Routine places tell you more than new ones. A first visit to a restaurant is memorable on its own. But seeing the same cafe appear in your diary three times a week for two months tells you something about your life during that period. It was your writing spot, your thinking spot, your escape from the apartment. The repetition, visible only when you scroll through weeks of entries, gives a routine place a weight that a single visit never could.
Shouts age well. A three-word shout (“perfect weather today”) means nothing the day you write it. Three months later, reading it alongside the park check-in and the friend’s name, it reconstructs a specific afternoon. The brevity helps: you were not trying to be literary, you were just noting a feeling. That rawness survives better than polished prose would.

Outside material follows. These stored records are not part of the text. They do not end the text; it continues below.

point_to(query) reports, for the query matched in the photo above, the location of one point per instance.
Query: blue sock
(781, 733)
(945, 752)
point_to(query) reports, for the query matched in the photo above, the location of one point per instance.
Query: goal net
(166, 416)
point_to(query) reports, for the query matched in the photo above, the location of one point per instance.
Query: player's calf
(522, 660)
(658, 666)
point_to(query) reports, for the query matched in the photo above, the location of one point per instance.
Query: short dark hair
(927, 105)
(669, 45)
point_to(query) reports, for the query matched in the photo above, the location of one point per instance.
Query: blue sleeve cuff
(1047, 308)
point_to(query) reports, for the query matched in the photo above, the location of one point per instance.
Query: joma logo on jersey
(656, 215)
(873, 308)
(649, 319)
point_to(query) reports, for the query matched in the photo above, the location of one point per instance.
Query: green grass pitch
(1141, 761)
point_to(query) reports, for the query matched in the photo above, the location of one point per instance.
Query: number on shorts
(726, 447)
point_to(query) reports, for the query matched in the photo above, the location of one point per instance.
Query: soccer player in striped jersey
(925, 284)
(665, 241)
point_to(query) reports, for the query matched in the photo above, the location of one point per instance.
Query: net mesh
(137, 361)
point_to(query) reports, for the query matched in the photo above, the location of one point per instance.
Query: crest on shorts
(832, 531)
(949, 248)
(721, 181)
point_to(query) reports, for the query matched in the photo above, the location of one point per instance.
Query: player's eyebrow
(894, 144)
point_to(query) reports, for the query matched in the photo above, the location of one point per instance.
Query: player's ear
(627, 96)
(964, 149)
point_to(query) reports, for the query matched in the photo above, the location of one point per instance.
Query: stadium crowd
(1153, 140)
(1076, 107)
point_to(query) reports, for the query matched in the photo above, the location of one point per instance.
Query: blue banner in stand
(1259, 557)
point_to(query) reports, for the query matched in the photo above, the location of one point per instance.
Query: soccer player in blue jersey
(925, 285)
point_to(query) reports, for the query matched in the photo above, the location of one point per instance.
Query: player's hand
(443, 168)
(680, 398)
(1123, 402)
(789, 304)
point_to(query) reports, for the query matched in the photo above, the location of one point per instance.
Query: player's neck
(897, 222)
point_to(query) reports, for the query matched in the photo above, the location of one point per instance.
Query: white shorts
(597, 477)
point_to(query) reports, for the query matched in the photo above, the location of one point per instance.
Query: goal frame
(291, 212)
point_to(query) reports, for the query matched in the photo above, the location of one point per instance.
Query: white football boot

Days without check-ins are informative. We expected the check-in days to be interesting and the stay-home days to be blank. The opposite turned out to be true. A sudden gap in check-ins, after a week of daily outings - made us curious about what happened. The diary still had an entry (from other integrations), and re-reading it answered the question: a deadline, a cold, a project crunch. The absence of places told a story that the presence of them could not.
Your Swarm check-ins already record where you go. deariary turns those pins into a diary that preserves not just the places, but the days they were part of. The venues become anchors, the shouts become texture, and the route through your day becomes something worth re-reading six months from now.